Tito Rondón [email protected] Cómo repercuten los padres en los sueños de los hijos. José Delgado se vino de Estados Unidos a jugar en el Béisbol Especial “porque quiero seguir en las huellas de mi padre”, confiesa. Su papá es Domingo Delgado, quien jugó en el Carazo de 1972 a 1975, y fue uno de los […]

Tito Rondón [email protected]

Cómo repercuten los padres en los sueños de los hijos. José Delgado se vino de Estados Unidos a jugar en el Béisbol Especial “porque quiero seguir en las huellas de mi padre”, confiesa.

Su papá es Domingo Delgado, quien jugó en el Carazo de 1972 a 1975, y fue uno de los famosos “Panzers”, bautizados así por el gran poder al bate del equipo.

Acompañando a un monstruo como Pedro Selva, cuatro veces triple corona, allí estaban Vicente López, Denis Laguna, Chutín Chávez, Roger Narváez, Rafael Barberena y hasta Carlos Aranda llegó de refuerzo un año. Cómo habrá sido ese equipo de poderoso que el cátcher, Vicente, fue líder anotador en una campaña…
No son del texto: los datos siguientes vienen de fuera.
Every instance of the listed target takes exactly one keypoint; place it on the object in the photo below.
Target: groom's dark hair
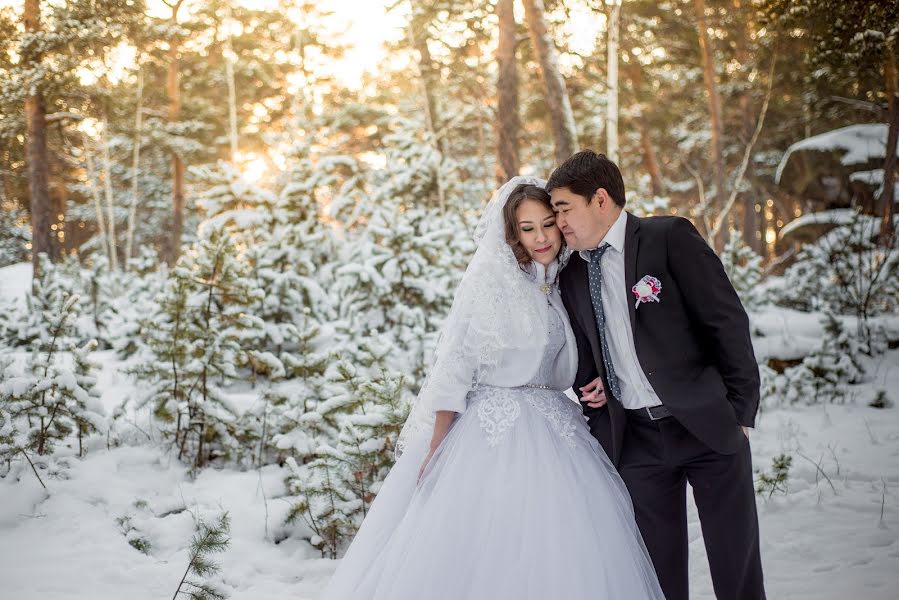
(585, 172)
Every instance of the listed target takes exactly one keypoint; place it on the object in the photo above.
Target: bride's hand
(593, 394)
(424, 464)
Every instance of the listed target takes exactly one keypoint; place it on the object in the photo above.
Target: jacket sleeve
(586, 366)
(714, 306)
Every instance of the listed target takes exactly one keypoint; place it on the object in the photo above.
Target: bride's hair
(519, 195)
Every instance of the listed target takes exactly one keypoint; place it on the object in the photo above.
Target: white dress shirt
(636, 391)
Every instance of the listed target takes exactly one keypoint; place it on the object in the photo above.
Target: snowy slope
(835, 533)
(819, 541)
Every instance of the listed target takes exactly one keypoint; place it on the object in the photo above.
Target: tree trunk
(428, 81)
(36, 152)
(650, 162)
(110, 200)
(174, 94)
(135, 167)
(561, 116)
(711, 89)
(508, 123)
(229, 59)
(612, 82)
(887, 197)
(742, 40)
(634, 74)
(98, 204)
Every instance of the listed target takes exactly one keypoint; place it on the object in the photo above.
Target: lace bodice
(554, 345)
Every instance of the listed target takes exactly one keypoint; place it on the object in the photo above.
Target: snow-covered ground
(834, 534)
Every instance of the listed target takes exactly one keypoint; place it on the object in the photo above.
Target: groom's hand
(593, 394)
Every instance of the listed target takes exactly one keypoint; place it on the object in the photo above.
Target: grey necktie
(595, 281)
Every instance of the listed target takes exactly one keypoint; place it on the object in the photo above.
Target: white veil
(493, 312)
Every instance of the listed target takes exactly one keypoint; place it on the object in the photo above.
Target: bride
(510, 496)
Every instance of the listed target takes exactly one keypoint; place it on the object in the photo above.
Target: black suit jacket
(693, 345)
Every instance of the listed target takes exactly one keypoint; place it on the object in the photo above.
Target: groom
(656, 318)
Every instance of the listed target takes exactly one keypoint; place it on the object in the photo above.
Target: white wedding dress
(519, 502)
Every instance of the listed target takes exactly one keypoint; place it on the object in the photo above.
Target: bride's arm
(442, 423)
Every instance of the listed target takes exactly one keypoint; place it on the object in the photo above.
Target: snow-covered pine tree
(208, 540)
(48, 295)
(744, 268)
(398, 278)
(146, 278)
(102, 290)
(50, 398)
(14, 223)
(325, 501)
(846, 270)
(84, 402)
(824, 374)
(196, 345)
(299, 428)
(368, 437)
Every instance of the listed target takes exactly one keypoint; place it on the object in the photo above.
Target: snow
(860, 143)
(836, 216)
(15, 282)
(835, 533)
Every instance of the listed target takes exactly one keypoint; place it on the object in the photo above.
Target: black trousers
(658, 458)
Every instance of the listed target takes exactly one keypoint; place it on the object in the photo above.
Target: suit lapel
(631, 243)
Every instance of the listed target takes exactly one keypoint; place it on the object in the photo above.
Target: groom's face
(581, 222)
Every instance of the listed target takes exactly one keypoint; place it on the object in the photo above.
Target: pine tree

Domingo Delgado tuvo en 1973 una de las mejores temporadas modernas con bate de madera: tuvo promedio de .345, con 12 dobles, cinco triples y tres jonrones, 47 anotadas y 45 impulsadas, en 72 juegos y 264 turnos.

Su hijo, uno de cuatro varones, nació en Diriomo, el 26 de noviembre de 1980, y ha aprendido a batear a ambas manos. Es el único ambidextro en el beis superior de nuestro país.

Su nombre completo es Kelvin José Eliseo Delgado Vázquez, y por las razones de todos conocidas se encontró un día en Los Angeles, California, en Estados Unidos.

El muchacho se destacó jugando para la Secundaria “Cleveland High”, en el suburbio angelino de Reseda. No fue escogido en el “draft” de los equipos de Grandes Ligas, así que entró en la universidad, en “San Bernardino University”, donde cursa el segundo año. Estudia Psicología Deportiva.

Pero se vino a Nicaragua. “Quiero jugar en Primera División”, dice.

Se incorporó a los Jaguares de la Universidad Americana (UAM), donde impresionó al principio jugando la segunda base. (Se dice que eso nada tuvo que ver con la partida del hasta entonces titular Jürgen Valle al Bóer…) Pero un buen día, Delgado se llevó la cerca para anotarse uno de esos poco frecuentes jonrones del Especial.

Dicen las malas lenguas que el swing le cambió, dejó de batear líneas, y terminó bateando elevados nada más, buscando convertirse quizás en un Panzer moderno. Su promedio bajó.

Pero vamos a ver qué pasa, sigue siendo un pelotero muy técnico. Se dice que el segundo equipo de Managua va, aunque la UAM no lo puede costear, y además dice Omar Cisneros que el Bóer pondrá a prueba a 25 muchachos de su sucursal en el Especial, de la Universidad Nacional de Ingeniería, y de la UAM.

Uno de cada cuatro se quedará en el equipo. Las posibilidades son pocas (los pítcheres tienen la preferencia), pero José Delgado no se arredra fácilmente: ha dejado su país de residencia dos veces en busca de sus sueños. Y quiere a toda costa seguir las huellas de su padre.